What are haemorrhoids and what makes them common during pregnancy?
Haemorrhoids (otherwise known as piles) are swollen blood vessels in the region of your bottom which can occur internally or externally. They can happen to anyone but are also fairly common during pregnancy - affecting around 35% of expectant mothers, particularly during the third trimester.
In the later stages of pregnancy, as your body prepares to deliver your new bundle of joy, the pregnancy hormone, progesterone, causes the walls of your blood vessels relax and swell up. On top of that, as your baby grows and your uterus becomes more enlarged, its increasing weight can put pressure on the surrounding areas, including your bottom, causing haemorrhoids.
Although they can be unpleasant, piles are not generally harmful to you or your baby and can be treated quite quickly.
Other common causes of haemorrhoids which may also affect you during pregnancy are over-straining during a bowel movement or when delivering the baby, constipation, and a low fibre diet.
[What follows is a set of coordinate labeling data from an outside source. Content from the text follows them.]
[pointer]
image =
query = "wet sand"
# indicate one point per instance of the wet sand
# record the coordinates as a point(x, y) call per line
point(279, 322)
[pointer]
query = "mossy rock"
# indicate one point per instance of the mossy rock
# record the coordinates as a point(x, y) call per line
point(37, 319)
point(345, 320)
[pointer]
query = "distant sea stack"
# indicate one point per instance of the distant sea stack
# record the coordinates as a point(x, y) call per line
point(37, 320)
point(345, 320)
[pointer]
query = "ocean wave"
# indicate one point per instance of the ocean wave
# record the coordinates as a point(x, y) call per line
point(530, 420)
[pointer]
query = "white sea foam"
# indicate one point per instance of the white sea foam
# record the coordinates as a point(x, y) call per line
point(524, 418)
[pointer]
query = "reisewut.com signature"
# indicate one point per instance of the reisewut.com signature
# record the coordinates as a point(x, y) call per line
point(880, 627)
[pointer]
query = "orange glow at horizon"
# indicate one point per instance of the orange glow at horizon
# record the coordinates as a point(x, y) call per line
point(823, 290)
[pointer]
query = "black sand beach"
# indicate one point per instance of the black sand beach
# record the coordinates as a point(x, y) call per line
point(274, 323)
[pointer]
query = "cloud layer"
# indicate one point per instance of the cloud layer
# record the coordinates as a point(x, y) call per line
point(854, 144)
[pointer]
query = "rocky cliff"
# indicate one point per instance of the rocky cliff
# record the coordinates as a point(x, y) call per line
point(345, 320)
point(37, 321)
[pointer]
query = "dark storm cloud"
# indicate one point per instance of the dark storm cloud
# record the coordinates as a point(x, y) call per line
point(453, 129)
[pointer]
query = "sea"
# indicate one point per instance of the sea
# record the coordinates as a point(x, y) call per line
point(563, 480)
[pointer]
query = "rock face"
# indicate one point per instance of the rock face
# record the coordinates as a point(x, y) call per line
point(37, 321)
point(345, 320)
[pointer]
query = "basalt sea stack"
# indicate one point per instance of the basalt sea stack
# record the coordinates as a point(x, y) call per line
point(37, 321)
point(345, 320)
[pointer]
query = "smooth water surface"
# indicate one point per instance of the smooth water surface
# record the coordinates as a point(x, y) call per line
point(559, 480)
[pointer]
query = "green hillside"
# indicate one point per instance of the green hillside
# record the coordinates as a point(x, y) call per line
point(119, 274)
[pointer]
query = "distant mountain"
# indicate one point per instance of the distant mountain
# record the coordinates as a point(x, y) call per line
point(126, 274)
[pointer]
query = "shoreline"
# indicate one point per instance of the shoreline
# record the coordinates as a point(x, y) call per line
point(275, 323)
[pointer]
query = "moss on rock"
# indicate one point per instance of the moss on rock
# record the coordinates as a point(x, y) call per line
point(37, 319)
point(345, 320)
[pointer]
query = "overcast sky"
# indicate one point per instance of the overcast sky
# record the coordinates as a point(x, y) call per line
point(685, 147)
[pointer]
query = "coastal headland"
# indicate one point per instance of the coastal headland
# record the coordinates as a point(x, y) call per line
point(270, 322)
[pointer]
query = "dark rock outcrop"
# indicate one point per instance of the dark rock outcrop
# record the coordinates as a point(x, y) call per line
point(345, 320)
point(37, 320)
You may find that your tastes and diet changes during pregnancy but it’s worth keeping in mind that eating enough fibre helps to keep stools soft, which keeps things moving through the digestive system. A low fibre diet can result in harder stools that are difficult to pass and even constipation, which in turn can lead to haemorrhoids.
You can read more about other causes of haemorrhoidshere.
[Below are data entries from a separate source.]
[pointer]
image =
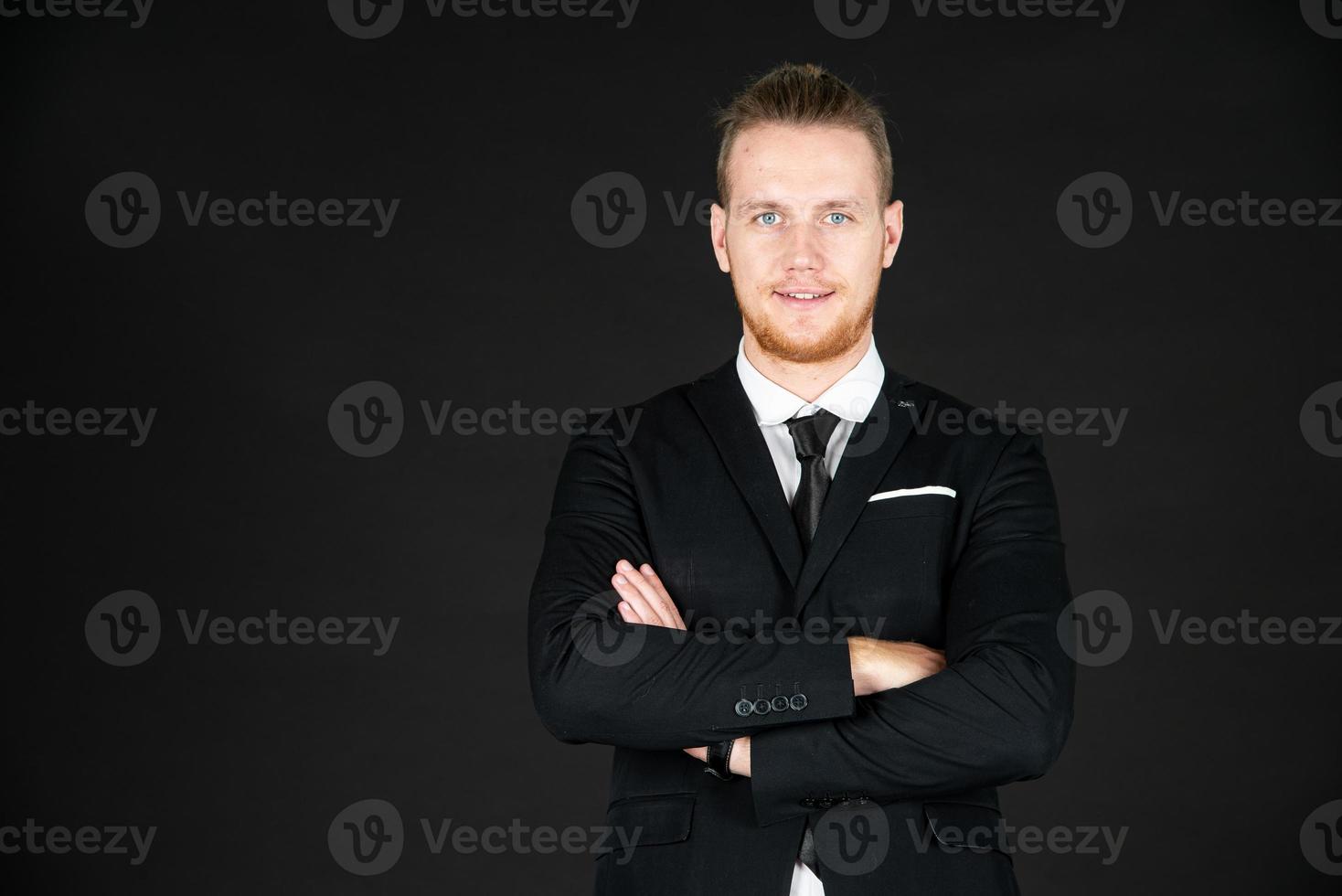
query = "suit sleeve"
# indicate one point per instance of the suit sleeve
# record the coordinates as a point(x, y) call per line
point(1001, 709)
point(599, 679)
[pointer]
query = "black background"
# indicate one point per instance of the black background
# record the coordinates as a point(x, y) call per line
point(484, 293)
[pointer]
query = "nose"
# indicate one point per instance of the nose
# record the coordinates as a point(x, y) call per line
point(804, 252)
How do I know if I have haemorrhoids?
You might not be aware of internal haemorrhoids unless they bleed or become prolapsed, however, external haemorrhoids occur closer to the surface of the bottom making them a lot more painful and itchy. You may feel them as small, sensitive lumps around the anus in addition to the other common symptoms of piles:
- Bright red blood after a bowel movement
- An itchy bottom (anus)
- The feeling of still needing to go to the toilet
- Mucus on underwear or after wiping
- Lumps or pain around the anus.
You can read more about the symptoms and different types of haemorrhoids here.
How can I treat haemorrhoids during pregnancy?
You may find that the symptoms of haemorrhoids continue throughout your pregnancy and that they come back after a period of time. However, there are some things you can do to help manage their recurrence:
A high fibre diet
Since diet and constipation can impact the likelihood of developing haemorrhoids, one way to help combat them during pregnancy is by making sure you drink plenty of water and eat a healthy, balanced diet that includes foods high in fibre. Some of the foods that are considered ‘good’ for haemhorroids are:
- Wholemeal bread
There are also things you might be able to do to ease piles at home and make you feel more comfortable while you’re waiting for your baby to arrive. For example:
- Try not to stand for long periods
- Exercise regularly to improve your circulation
- Gently apply an ice pack or cloth dampened with iced water to ease the pain
- If the piles are protruding, gently push them back inside using a lubricating jelly
- Try not to strain when going to the toilet
- Clean your bottom with moist toilet paper, patting rather than rubbing the area
If you find the pain, itching, and general discomfort of piles unpleasant and bothersome, there are also a range of products available off-the-shelf that can help to soothe the symptoms and shrink the swelling.
Germoloids Cream, Ointment, and Suppositories can be used during pregnancy and breast-feeding and are formulated with a local anaesthetic that provides fast, numbing relief from the painful and itchy symptoms of haemorrhoids.
All Germoloids products also have astringent and antiseptic properties, helping to reduce the swelling, as well as protect sore, sensitive skin from infection.
It’s always best to speak to your doctor, midwife, or pharmacist for advice before using medicines during pregnancy as they’ll be able to guide you further if you have any questions. There’s no need to worry or feel embarrassed talking about haemorrhoids, they really are very common and healthcare professionals are used to talking about them.